In questo caso l’opposizione, fatto salvo qualche cronico distinguo, si è in linea di massima schierata in maniera forte e unita a favore del progetto. Oltre a partecipare attivamente ai lavori della Commissione quando abbiamo affrontato i temi della candidatura, i capigruppo dell’opposizione hanno firmato un documento di pieno sostegno alla candidatura. Nel favorire questo bel clima di collaborazione tra maggioranza e opposizione credo siano state decisive due cose: l’oggettiva importanza della sfida che stiamo conducendo e l’impostazione più politicamente neutra (per quanto possibile) che Cassani e il suo staff hanno voluto dare a questo progetto.

Quali saranno le ricadute oggettiva della vittoria?

Di oggettivo e insindacabile in caso di vittoria ci sarà solo il titolo. Che di per sé però, al di là del riconoscimento importante ad un lungo lavoro, non vuol dire molto. Essere Capitale della Cultura Europea è innanzitutto un’enorme opportunità e che come tale va colta e messa a frutto. Studiando la storia della altre Capitali Europee della Cultura si nota indistintamente che le ricadute in termini turistici possono essere importantissime, non solo nell’anno della Capitale ma in periodo ben più lungo. Allo stesso modo, il titolo di Capitale, essendo comunque sempre accompagnato da un budget ad hoc (che tocca ovviamente alla città vincitrice preparare prima e mettere insieme) ha sempre rappresentato un volano anche per lo sviluppo del territorio, sia in termini urbanistici che infrastrutturali che più in generale economici.

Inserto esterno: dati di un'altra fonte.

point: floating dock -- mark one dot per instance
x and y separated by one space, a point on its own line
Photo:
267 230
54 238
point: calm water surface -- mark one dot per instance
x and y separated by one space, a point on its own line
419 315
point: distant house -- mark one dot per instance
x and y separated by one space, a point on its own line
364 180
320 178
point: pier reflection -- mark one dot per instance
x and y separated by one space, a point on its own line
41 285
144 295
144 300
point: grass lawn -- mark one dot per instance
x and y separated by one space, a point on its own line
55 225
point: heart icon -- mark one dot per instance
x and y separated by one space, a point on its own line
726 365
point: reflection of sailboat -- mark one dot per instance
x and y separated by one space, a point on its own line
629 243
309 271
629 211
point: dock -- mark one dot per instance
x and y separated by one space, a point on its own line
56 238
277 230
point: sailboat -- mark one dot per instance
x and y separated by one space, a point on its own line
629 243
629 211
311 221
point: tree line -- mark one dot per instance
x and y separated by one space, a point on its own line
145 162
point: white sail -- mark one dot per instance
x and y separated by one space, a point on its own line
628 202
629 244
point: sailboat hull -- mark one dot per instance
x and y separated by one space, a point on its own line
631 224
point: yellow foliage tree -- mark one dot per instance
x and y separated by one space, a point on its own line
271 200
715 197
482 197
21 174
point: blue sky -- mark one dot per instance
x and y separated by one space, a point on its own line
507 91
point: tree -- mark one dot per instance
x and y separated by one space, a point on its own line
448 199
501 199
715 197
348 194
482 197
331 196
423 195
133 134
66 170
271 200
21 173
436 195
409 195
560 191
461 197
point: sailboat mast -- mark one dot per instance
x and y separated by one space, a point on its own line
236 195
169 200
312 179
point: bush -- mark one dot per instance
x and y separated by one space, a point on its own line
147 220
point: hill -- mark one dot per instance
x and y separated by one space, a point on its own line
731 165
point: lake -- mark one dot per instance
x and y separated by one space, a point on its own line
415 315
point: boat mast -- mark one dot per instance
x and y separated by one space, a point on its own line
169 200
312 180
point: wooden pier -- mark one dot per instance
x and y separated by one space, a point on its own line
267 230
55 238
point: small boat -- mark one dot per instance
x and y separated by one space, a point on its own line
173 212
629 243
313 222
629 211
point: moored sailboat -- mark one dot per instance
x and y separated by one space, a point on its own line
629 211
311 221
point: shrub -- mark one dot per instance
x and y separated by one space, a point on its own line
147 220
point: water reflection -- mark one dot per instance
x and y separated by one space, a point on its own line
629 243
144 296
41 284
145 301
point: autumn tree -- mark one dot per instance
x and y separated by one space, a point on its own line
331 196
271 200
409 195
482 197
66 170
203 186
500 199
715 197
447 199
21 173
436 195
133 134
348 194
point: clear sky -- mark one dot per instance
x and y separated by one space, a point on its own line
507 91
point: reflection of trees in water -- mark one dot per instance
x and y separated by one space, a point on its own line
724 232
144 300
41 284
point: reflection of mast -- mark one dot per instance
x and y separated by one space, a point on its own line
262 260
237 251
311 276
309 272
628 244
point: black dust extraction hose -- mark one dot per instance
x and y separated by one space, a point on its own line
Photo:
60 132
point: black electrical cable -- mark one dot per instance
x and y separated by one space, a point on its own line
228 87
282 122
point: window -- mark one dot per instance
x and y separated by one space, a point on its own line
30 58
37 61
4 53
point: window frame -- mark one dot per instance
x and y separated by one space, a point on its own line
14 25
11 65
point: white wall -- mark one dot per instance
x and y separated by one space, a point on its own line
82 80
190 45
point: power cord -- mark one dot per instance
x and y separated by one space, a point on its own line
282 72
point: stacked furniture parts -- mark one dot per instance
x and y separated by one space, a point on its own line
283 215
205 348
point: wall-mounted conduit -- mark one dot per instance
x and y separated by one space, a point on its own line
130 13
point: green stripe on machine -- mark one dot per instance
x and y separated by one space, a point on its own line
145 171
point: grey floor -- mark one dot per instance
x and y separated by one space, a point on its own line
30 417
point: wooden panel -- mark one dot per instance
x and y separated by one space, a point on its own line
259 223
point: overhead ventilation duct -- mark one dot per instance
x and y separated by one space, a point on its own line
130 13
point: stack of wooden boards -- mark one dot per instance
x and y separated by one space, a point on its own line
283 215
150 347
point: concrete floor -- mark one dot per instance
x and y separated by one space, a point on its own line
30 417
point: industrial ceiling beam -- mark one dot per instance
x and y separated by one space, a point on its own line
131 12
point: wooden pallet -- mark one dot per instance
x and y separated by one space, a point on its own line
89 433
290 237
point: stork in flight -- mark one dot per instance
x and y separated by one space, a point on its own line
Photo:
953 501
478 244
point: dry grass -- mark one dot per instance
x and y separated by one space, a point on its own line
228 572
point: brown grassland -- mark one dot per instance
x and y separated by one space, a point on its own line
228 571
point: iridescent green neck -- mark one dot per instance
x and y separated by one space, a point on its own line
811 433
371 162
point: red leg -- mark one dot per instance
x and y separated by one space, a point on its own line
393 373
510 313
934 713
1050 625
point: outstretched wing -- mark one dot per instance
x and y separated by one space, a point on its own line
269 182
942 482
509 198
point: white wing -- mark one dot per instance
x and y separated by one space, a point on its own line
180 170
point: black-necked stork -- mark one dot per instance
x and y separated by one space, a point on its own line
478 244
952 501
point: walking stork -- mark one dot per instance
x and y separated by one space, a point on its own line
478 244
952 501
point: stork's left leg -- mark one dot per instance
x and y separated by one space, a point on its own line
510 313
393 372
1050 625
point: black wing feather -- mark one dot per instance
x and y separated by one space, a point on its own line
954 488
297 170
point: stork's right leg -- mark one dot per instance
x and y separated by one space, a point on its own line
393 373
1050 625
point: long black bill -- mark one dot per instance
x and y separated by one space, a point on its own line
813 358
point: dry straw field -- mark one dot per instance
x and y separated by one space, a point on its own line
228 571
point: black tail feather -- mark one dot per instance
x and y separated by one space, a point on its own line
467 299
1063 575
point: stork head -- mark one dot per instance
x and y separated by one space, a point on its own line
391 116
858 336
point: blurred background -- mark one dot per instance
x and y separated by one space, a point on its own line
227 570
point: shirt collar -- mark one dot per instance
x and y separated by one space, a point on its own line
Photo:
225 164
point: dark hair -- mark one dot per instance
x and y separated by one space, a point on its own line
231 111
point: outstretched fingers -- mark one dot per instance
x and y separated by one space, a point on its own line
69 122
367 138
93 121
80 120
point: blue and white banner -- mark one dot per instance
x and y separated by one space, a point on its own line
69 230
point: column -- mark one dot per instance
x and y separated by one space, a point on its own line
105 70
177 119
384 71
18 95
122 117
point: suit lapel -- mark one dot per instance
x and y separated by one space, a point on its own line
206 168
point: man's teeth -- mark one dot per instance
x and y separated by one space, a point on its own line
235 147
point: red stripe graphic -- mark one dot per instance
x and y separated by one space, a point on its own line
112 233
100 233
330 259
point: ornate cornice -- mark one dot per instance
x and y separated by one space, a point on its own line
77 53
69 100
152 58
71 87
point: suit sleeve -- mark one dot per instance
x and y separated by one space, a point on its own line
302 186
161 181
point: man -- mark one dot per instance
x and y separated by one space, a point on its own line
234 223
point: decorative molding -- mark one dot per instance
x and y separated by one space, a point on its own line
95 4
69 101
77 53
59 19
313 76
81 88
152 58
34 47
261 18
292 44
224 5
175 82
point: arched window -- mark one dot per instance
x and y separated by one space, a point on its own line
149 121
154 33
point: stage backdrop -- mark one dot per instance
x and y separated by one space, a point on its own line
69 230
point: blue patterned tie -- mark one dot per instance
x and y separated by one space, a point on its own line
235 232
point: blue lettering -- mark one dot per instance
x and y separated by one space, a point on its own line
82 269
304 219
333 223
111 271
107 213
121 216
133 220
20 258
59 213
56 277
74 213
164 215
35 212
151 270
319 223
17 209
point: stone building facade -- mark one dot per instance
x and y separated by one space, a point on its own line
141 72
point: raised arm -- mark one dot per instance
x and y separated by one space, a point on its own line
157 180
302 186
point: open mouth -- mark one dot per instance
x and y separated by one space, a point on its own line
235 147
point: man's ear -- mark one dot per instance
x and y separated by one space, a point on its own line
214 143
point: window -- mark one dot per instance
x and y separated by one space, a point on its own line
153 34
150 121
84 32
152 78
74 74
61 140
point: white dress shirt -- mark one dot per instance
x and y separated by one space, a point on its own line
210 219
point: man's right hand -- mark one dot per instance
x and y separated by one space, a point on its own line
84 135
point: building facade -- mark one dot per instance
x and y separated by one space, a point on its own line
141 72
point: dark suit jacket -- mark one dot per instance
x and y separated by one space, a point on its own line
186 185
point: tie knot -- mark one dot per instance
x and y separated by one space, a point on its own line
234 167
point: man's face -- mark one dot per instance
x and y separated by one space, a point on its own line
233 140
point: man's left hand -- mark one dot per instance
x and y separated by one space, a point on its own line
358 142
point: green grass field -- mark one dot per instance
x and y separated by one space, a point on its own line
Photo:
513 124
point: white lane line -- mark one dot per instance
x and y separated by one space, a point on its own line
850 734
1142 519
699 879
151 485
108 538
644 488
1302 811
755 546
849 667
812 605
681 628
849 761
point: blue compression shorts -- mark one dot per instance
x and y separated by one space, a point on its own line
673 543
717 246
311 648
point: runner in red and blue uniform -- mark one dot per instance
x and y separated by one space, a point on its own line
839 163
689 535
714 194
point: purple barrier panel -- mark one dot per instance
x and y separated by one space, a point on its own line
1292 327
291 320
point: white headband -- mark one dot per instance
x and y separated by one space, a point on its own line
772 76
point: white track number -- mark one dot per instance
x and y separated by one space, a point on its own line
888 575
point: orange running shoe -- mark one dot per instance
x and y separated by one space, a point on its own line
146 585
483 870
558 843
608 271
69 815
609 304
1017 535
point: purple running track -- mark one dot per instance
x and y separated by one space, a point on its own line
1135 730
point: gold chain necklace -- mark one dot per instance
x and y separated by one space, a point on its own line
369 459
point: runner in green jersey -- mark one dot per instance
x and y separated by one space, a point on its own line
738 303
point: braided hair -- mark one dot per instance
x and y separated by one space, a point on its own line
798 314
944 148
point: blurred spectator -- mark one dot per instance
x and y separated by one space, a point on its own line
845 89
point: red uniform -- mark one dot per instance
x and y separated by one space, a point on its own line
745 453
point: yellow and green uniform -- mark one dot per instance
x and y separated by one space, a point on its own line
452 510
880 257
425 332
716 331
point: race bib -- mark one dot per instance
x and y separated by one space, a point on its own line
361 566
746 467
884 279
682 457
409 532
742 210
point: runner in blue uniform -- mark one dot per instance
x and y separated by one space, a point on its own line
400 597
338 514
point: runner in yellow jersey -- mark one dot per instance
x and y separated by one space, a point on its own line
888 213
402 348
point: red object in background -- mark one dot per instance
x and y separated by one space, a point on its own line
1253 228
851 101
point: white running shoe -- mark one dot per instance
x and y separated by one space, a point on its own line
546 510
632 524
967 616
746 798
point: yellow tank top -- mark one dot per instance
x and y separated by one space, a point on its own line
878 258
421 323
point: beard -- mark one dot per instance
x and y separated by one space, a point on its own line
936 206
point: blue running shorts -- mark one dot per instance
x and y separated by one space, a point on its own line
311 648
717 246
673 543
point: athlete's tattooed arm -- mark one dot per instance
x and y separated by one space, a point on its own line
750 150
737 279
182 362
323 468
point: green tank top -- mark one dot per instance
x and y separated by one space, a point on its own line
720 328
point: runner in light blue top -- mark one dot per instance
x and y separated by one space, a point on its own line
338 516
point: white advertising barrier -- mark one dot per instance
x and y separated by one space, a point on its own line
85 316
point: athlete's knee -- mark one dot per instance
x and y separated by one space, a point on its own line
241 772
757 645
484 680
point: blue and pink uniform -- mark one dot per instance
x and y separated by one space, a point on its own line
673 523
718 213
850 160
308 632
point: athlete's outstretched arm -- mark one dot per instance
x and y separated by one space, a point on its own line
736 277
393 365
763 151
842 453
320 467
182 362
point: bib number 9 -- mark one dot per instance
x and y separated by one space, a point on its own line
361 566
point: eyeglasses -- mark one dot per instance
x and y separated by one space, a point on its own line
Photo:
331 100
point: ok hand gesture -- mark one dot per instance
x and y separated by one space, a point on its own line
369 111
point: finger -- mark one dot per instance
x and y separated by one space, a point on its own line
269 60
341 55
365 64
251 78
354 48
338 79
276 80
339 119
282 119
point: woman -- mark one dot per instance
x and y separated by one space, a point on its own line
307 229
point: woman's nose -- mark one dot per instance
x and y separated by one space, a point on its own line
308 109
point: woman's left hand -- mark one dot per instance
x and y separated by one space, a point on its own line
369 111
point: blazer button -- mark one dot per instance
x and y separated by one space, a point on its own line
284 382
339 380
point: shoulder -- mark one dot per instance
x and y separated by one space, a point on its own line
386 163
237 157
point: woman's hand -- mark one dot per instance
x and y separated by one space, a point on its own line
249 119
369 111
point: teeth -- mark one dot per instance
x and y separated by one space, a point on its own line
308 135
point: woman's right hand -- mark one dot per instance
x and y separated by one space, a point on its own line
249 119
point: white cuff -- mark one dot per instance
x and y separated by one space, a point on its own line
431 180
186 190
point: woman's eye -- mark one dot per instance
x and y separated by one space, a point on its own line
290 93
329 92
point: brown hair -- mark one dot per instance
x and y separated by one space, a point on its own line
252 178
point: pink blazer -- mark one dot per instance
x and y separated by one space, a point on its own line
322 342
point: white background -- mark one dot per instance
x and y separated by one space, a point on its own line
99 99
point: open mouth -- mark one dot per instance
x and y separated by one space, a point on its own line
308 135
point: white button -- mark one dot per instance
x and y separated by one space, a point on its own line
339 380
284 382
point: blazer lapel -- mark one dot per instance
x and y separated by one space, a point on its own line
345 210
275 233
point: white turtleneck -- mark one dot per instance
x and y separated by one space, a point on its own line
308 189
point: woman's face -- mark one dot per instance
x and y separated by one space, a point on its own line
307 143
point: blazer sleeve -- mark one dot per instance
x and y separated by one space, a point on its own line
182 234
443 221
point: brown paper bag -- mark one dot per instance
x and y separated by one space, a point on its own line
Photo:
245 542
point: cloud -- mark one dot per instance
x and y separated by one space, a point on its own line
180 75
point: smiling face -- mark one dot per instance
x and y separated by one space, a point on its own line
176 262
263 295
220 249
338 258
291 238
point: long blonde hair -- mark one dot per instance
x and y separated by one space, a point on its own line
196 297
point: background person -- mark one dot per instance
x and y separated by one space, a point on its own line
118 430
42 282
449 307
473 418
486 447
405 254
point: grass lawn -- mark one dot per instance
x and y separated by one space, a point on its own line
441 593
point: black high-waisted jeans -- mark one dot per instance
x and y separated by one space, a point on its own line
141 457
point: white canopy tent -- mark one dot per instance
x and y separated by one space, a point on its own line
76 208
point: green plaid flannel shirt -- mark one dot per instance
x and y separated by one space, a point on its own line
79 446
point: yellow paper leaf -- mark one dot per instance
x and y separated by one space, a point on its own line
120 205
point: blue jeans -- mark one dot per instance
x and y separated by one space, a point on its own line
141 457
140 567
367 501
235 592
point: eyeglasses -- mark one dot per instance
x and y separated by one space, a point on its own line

Perché Ravenna deve vincere? Puoi elencare i punti di forza e di debolezza

I nostri punti di forza credo siano soprattutto tre: le potenzialità ancora inespresse del nostro territorio, il coinvolgimento reale di un territorio ampio e dei suoi cittadini e la qualità del nostro programma artistico culturale. Sul primo punto fanno fede le osservazioni e gli apprezzamenti che la commissione giudicante un anno fa ha espresso al nostro dossier mentre sugli altri due punti è bene ricordare che tutte le città della Romagna hanno partecipato e partecipano attivamente alla nostra candidatura, così come la popolazione ravennate che negli anni ha saputo superare qualche iniziale scetticismo e si è buttata nel progetto. Lo confermano le centinaia di proposte pervenute attraverso l’open call, come la presenza alle occasioni di dibattito e partecipazione progettuale (Agorà) o a ciascuna delle prove tecniche. Per non parlare delle migliaia di ravennati in Darsena durante la visita in città della commissione giudicante. Proprio la Darsena, come anche quartieri periferici come Lido Adriano, costituiscono oggi luoghi ed esperienze di assoluto interesse e un potenziale enorme per la nostra città, ancor prima che per la nostra candidatura. Il punto più debole forse quello infrastrutturale: raggiungere Ravenna non è ancor semplicissimo. Di fatto però anche altre nostre sfidanti vivono lo stesso problema.